May 7, 2024 // National

Bishop Rhoades: Health Care ‘Must Be Grounded in Truth’

In a statement released by the U.S. Conference of Catholic Bishops on Tuesday, April 30, Bishop Rhoades spoke out about new health care regulations from the Biden administration that will restore Obama-era protections for patients who identify as transgender.

On Friday, April 26, officials with the U.S. Department of Health and Human Services announced the final regulations implementing the nondiscrimination provisions of the Affordable Care Act, which they say seek to expand civil rights protections for patients by prohibiting health care providers and insurers that receive federal funding from discriminating against patients who seek treatment related to their gender identity or sexual orientation. The officials with HHS also said the regulations would respect religious freedom.

“Health care that truly heals must be grounded in truth,” said Bishop Rhoades, who was speaking in his role as Chairman of the USCCB’s Committee for Religious Liberty. By including “sexual orientation and gender identity” in the definition of “sex,” the final regulations generally require health care workers to perform “gender transition” procedures in the name of nondiscrimination. At the same time, the regulations make modest improvements to the proposed regulations’ protections for the exercise of conscience, religious belief, and clinical judgment.

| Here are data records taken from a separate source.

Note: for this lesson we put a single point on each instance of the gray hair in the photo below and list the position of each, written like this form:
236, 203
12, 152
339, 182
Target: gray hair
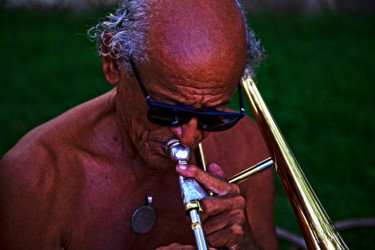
129, 25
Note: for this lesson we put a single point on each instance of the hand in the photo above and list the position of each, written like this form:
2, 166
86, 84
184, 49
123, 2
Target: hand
176, 246
224, 215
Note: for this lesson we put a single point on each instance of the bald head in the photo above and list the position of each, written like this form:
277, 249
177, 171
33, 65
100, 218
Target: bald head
198, 37
189, 30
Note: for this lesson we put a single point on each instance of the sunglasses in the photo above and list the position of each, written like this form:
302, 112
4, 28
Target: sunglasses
173, 116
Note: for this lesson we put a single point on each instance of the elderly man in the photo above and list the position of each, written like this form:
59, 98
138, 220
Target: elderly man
76, 181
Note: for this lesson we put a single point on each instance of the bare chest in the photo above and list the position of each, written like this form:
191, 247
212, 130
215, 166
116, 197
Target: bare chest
102, 219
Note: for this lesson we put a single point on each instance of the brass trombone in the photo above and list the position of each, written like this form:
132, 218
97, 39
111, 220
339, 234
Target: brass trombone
318, 230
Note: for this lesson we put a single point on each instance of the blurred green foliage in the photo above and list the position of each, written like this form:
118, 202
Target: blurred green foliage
317, 81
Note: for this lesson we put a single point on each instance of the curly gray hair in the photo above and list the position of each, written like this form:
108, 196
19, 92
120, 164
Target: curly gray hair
128, 27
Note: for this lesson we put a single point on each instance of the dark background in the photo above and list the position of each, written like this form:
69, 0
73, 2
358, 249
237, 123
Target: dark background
317, 81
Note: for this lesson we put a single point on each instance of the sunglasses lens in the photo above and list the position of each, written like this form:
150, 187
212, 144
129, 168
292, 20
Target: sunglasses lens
218, 123
167, 116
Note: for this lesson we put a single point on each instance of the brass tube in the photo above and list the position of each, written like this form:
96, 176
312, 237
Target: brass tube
317, 229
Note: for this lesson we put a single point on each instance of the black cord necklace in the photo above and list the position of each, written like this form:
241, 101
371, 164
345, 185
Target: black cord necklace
144, 217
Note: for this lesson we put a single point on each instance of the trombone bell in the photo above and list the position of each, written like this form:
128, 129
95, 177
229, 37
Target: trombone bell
317, 229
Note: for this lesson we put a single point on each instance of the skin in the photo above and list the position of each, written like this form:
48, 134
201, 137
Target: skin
74, 182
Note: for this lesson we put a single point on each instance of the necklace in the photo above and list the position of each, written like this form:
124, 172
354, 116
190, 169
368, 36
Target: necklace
144, 217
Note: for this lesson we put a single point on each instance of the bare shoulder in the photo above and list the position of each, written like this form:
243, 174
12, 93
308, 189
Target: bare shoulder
40, 176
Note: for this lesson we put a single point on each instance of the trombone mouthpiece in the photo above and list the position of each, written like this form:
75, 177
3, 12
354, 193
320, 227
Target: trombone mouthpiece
177, 152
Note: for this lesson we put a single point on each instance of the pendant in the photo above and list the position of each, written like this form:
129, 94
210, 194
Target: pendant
144, 218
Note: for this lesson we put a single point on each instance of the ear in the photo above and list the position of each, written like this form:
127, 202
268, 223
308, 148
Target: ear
111, 69
111, 66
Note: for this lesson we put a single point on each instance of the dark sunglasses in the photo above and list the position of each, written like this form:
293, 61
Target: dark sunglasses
172, 115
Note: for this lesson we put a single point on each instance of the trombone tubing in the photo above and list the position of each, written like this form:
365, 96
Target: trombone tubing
317, 229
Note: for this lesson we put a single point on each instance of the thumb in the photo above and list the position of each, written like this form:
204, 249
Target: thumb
216, 171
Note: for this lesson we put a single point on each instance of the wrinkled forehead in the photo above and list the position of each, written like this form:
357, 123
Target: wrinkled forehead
203, 41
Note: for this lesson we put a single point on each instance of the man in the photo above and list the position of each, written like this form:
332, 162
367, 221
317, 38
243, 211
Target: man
76, 181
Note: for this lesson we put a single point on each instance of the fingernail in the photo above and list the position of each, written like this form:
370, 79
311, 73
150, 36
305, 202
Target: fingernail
182, 166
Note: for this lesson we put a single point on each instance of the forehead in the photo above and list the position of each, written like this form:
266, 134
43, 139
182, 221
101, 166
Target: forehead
197, 44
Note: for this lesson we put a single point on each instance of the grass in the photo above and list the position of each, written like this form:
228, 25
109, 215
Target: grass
317, 80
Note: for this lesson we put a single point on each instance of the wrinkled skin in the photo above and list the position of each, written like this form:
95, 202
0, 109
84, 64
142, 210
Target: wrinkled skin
74, 182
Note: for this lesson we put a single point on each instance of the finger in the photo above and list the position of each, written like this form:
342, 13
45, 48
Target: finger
211, 183
216, 205
215, 170
216, 223
176, 246
228, 236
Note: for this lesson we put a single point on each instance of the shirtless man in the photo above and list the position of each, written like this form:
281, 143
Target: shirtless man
75, 181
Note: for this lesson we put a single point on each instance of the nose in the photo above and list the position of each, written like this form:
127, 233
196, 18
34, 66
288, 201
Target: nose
188, 133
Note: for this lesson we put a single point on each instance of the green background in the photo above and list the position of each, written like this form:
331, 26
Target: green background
317, 81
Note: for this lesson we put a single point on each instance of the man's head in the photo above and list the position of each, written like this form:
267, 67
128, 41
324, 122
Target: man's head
189, 53
131, 22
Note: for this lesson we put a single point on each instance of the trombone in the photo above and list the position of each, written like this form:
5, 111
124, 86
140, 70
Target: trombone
318, 230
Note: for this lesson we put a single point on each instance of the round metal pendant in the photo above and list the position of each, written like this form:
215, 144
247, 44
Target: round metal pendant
143, 219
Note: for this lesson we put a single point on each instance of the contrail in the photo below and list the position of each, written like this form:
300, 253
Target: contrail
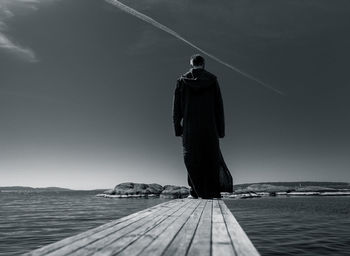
156, 24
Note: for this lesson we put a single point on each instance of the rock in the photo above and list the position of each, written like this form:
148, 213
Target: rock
171, 191
109, 192
130, 188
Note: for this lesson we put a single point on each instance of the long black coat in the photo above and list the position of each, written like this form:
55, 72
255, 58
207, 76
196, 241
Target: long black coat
198, 104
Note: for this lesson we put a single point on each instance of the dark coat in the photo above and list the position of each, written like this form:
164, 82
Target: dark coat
198, 104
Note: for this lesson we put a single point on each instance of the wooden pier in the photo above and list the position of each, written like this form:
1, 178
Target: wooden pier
181, 227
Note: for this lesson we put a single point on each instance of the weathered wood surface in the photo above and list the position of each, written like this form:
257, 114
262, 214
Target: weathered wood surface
177, 227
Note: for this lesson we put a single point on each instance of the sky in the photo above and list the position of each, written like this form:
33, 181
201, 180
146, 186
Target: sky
86, 90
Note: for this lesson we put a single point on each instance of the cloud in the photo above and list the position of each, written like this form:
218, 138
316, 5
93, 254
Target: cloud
24, 53
7, 44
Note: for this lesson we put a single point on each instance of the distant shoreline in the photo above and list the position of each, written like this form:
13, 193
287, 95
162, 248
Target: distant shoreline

A photo illustration shows a general practitioner with a stethoscope. In interviews with OSV News, Catholic labor advocates and medical ethicists said that all parties to labor disputes in health care make plans to avoid harm to patients, who have a right to health care just as health care workers have a right to just compensation. (OSV News photo/Regis Duvignau, Reuters)

Bishop Rhoades added: “The human right to health care flows from the sanctity of human life and the dignity that belongs to all human persons, who are made in the image of God. The same core beliefs about human dignity and the wisdom of God’s design that motivate Catholics to care for the sick also shape our convictions about care for preborn children and the immutable nature of the human person. These commitments are inseparable.”

He continued: “We appreciate that the final rule does not attempt to impose a mandate with regard to abortion. These regulations, however, advance an ideological view of sex that, as the Holy See has noted, denies the most beautiful and most powerful difference that exists between living beings: sexual difference. I pray that health care workers will embrace the truth about the human person, a truth reflected in Catholic teaching, and that HHS will not substitute its judgment for their own.”

Spokespersons for HHS argued the expansion would protect LGBTQ+ patients while also respecting federal protections for religious freedom and conscience.

“Today’s rule is a giant step forward for this country toward a more equitable and inclusive health care system, and [it] means that Americans across the country now have a clear way to act on their rights against discrimination when they go to the doctor, talk with their health plan, or engage with health programs run by HHS,” HHS Secretary Xavier Becerra said in a statement.

But Julie Marie Blake, Senior Counsel for Alliance Defending Freedom, said in a statement the regulation “is a vast overreach that turns medicine upside-down.”

“Congress never voted to redefine sex in the Affordable Care Act to add gender identity,” Blake said. “The rule harms families and children by promoting dangerous, life-altering ‘gender-transition’ procedures that remove healthy body parts or block puberty. The Biden administration’s egregious rule would alter the United States’ medical system for the worst.”

Earlier in April, the Department of Education also released its finalized regulations under Title IX, the 1972 federal civil rights law requiring women and girls have equal access and treatment in education and athletics. Department spokespersons argued the new regulations, which take effect on August 1, broaden the rules governing educational institutions that receive federal funding to ensure that no person experiences sex discrimination – based on sex stereotypes, sexual orientation, gender identity, and sex characteristics – including sex-based harassment or sexual violence at such institutions.

Some attorneys general, including Mississippi’s Lynn Fitch, filed suit to challenge the new regulation. They said in an April 29 press release that broadening the scope of the law could dilute its intended purpose of protecting women’s athletics.

In guidance on health care policy and practices issued in 2023, the U.S. Conference of Catholic Bishops’ Committee on Doctrine opposed interventions that “involve the use of surgical or chemical techniques that aim to exchange the sex characteristics of a patient’s body for those of the opposite sex or for simulations thereof.” It continued: “Any technological intervention that does not accord with the fundamental order of the human person as a unity of body and soul, including the sexual difference inscribed in the body, ultimately does not help but, rather, harms the human person.”